The séantist started coughing violently, doubling up as his did so, and Janet shot him an annoyed look that he missed.  William Sewell looked a tiny bit taken aback and brushed the hair away from his face.  When he did so it revealed that his other eye was missing, all that was left was the dark socket and skin patterned as though with sooty ivy.
“I rather believe I did not have a choice,” he said, and Janet cut him off with a snort.
“Of course you had a choice,” she said.  “You had a fiancée and a brother, for all he’d run off with the fairies, and you had a wee addiction to laudanum, which I found is nothing but wine and painkillers.  You could have put the drink down, picked the pen up, and written some more.  The reviews of your poetry were getting hysterical at that point, your public would have bought any old crap you’d written.  You could have sold your shopping list for all the taste and discernment they were showing!”
“I did used to write them in hexameter,” said William nodding.  “But the addiction was a real and terrible thin–“
“It was a painkiller addiction,” snapped Janet.  “Good lord, these days everybody and his mistress has had at least two by the time they’re thirty, and there’s clinics to sort you out and send you back into the real world with a certificate to say you’re a bona fide celebrity now.  You were already a celebrity, all you had to do was put the cup down and write!”
“There were no clinics in my day!”  William was shouting now, both hands on his hips, and his hair was being mussed by a wind that neither Janet nor the séantist could feel.  “I was desperate and I was exhausted!  I didn’t want to be there anymore!”
“So you ran away and left your poor fiancée to rot in that house on the high fell, until your brother came home and married her out of sympathy.”
“What is your question, woman?  Have you summoned me here simply to berate me for the choices I made in my life, a life that is now over by fifty years, I might add?”  Out of the corner of her eye Janet could see the séantist nodding, while holding his hands over his mouth.  She suspected that his earlier coughing fit might now have been just covering up laughter.  She put her own hands on her hips, and stared William Sewell directly in his eye-socket.  Something white, it might have been a maggot, moved inside it.
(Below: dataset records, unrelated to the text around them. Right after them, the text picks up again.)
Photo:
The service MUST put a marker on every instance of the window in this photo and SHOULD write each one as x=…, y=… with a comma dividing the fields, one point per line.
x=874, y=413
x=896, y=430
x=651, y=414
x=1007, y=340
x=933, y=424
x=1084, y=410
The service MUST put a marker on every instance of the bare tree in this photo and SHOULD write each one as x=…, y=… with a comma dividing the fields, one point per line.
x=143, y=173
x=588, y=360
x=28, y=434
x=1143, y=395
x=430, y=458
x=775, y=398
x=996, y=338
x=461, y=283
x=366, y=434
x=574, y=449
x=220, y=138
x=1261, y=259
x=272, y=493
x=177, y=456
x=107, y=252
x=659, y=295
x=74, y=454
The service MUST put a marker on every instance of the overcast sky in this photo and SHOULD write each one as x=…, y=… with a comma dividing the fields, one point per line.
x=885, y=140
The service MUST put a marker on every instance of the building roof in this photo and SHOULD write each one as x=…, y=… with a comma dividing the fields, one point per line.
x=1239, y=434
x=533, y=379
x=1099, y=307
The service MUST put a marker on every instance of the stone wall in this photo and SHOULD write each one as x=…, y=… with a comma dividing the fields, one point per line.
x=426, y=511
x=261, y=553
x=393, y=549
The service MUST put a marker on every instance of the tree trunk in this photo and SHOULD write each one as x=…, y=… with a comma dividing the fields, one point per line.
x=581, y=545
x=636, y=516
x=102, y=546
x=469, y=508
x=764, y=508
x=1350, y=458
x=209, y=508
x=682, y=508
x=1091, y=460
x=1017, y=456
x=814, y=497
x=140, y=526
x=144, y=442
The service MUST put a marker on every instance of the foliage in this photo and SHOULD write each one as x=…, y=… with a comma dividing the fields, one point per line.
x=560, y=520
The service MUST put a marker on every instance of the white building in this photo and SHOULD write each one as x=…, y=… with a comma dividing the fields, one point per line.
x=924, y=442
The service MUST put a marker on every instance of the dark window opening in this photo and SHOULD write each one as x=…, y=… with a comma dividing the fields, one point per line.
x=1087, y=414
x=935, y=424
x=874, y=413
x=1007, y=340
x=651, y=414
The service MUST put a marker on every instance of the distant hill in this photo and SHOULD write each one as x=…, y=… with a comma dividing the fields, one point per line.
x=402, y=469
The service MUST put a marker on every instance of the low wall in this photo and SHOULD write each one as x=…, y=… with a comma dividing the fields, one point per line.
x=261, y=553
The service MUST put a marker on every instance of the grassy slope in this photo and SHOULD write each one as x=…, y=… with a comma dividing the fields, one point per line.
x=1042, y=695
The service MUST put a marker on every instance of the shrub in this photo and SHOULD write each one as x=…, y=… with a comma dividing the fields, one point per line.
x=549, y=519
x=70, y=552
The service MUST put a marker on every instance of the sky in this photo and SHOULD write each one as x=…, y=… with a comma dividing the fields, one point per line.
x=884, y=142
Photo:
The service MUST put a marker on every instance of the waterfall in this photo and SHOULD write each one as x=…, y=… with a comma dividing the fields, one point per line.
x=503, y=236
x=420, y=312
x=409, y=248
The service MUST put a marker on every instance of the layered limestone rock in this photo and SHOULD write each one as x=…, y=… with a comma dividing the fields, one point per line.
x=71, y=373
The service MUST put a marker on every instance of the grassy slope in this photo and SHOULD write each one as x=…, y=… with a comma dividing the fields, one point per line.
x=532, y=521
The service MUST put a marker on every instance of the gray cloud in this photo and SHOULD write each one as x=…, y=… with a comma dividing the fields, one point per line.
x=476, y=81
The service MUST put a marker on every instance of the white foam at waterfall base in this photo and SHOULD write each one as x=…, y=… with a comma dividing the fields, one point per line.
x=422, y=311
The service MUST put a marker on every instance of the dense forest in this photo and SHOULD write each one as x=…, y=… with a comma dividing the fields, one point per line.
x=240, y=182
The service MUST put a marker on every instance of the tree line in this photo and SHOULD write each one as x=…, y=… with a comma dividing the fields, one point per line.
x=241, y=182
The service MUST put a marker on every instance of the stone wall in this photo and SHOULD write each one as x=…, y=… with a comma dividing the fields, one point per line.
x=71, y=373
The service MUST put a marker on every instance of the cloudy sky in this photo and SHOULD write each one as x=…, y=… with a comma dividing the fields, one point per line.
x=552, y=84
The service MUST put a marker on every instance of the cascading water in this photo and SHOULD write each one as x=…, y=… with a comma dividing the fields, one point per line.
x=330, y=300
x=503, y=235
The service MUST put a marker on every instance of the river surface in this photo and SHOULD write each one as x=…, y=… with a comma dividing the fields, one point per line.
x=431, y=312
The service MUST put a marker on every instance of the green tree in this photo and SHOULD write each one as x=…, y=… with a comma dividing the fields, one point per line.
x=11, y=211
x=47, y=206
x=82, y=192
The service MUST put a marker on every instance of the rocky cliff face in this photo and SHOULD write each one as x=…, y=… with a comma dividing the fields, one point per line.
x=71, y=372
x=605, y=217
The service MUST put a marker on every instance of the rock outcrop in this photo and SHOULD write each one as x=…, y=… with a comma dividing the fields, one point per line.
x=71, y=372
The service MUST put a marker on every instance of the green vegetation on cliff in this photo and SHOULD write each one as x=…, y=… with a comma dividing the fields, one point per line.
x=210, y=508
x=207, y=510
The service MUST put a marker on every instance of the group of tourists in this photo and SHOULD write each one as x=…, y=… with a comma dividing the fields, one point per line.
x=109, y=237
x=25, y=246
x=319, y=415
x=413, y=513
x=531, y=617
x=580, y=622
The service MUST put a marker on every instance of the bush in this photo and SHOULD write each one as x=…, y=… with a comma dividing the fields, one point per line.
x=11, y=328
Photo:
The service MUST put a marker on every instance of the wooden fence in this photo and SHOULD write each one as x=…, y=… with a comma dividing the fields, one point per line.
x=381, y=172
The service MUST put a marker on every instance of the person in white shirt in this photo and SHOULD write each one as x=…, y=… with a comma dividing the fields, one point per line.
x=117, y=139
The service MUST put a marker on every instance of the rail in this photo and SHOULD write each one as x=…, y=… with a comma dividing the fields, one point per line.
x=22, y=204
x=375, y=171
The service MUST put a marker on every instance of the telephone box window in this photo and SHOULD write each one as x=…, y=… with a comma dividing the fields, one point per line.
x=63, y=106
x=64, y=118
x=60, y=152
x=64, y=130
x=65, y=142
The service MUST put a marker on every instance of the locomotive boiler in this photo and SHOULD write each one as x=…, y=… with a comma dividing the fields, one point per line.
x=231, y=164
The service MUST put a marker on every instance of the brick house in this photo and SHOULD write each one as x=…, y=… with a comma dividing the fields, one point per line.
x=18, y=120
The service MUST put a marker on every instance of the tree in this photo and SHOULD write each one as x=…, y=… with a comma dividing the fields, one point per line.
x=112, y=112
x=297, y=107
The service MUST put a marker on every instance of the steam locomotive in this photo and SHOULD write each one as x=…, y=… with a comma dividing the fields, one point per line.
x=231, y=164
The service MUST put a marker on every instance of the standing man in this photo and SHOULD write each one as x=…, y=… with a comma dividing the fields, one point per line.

“Before you died,” she said, “ you wrote a last manuscript, a suite of poems that described your feelings and why you made those choices.  That manuscript was posted to your fiancée who showed them to your brother and to a couple of other people, mostly low-class men that she was sleeping with for money, and then she put it somewhere safe.  So safe that no-one’s found it since.  I want to know where that manuscript is now.”
“Why don’t you summon my fiancée and ask her?”  William stared back at Janet, determined not to lose the staring contest.
“She did,” said the séantist suddenly, his voice still deep and resonant.  “And your brother.  And then your father, to complain about your brother.”
“You’ve spoken to daddy?” William looked suddenly uncomfortable.  “What kind of woman are you?”
“Determined,” said Janet quickly, getting in before the séantist.  He looked slightly crestfallen.  “So where’s the manuscript?”
“Why was poor Clarissa sleeping with low-class men for money when she was married to my brother?” William looked as though he was only just hearing what Janet had said for the first time.
“He ran straight back off with the fairies,” said Janet.  “He only married her so that the family name wouldn’t be tainted by your killing yourself.”
“But what he was doing was–“
“Aye,” said Janet.  “But that was less shameful, at least in his eyes.  The manuscript, ghost.  Where is it?”
“If I tell you, it cannot be published like it is.  It must be edited first.”
“Of course!  I’m not releasing the unedited version, that wouldn’t make me any money.  I will edit them myself.  You were always sloppy with your metre anyway, and I wouldn’t want to be associated with anyone who tried to make brougham and croon rhyme.”
“You have a wicked tongue in you head, chick.”  William shook his own head.  “Well then, I shall tell you, and you shall promise never to summon me back from the dead again.”
“Fine,” said Janet.  “Hanging around graveyards in the middle of the night isn’t my cup of tea anyway.  Tell me.”